Calculate bessel function in MATLAB using Jm+1=2mj(m) -j(m-1) formula

Question

I tried to implement bessel function using that formula, this is the code:

function result=Bessel(num);


if num==0
    result=bessel(0,1);
elseif num==1
    result=bessel(1,1);
else
    result=2*(num-1)*Bessel(num-1)-Bessel(num-2);
end;

But if I use MATLAB's bessel function to compare it with this one, I get too high different values. For example if I type Bessel(20) it gives me 3.1689e+005 as result, if instead I type bessel(20,1) it gives me 3.8735e-025 , a totally different result.

Answer 1

such recurrence relations are nice in mathematics but numerically unstable when implementing algorithms using limited precision representations of floating-point numbers.

Consider the following comparison:

x = 0:20;
y1 = arrayfun(@(n)besselj(n,1), x);   %# builtin function
y2 = arrayfun(@Bessel, x);            %# your function
semilogy(x,y1, x,y2), grid on
legend('besselj','Bessel')
title('J_\nu(z)'), xlabel('\nu'), ylabel('log scale')

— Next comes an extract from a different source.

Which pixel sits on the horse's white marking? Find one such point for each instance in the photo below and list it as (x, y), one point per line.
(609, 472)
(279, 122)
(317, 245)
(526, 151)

So you can see how the computed values start to differ significantly after 9.

According to MATLAB:

BESSELJ uses a MEX interface to a Fortran library by D. E. Amos.

and gives the following as references for their implementation:

D. E. Amos, "A subroutine package for Bessel functions of a complex argument and nonnegative order", Sandia National Laboratory Report, SAND85-1018, May, 1985.

D. E. Amos, "A portable package for Bessel functions of a complex argument and nonnegative order", Trans. Math. Software, 1986.

Answer 2

The forward recurrence relation you are using is not stable. To see why, consider that the values of BesselJ(n,x) become smaller and smaller by about a factor 1/2n. You can see this by looking at the first term of the Taylor series for J.

So, what you're doing is subtracting a large number from a multiple of a somewhat smaller number to get an even smaller number. Numerically, that's not going to work well.

Look at it this way. We know the result is of the order of 10^-25. You start out with numbers that are of the order of 1. So in order to get even one accurate digit out of this, we have to know the first two numbers with at least 25 digits precision. We clearly don't, and the recurrence actually diverges.

Using the same recurrence relation to go backwards, from high orders to low orders, is stable. When you start with correct values for J(20,1) and J(19,1), you can calculate all orders down to 0 with full accuracy as well. Why does this work? Because now the numbers are getting larger in each step. You're subtracting a very small number from an exact multiple of a larger number to get an even larger number.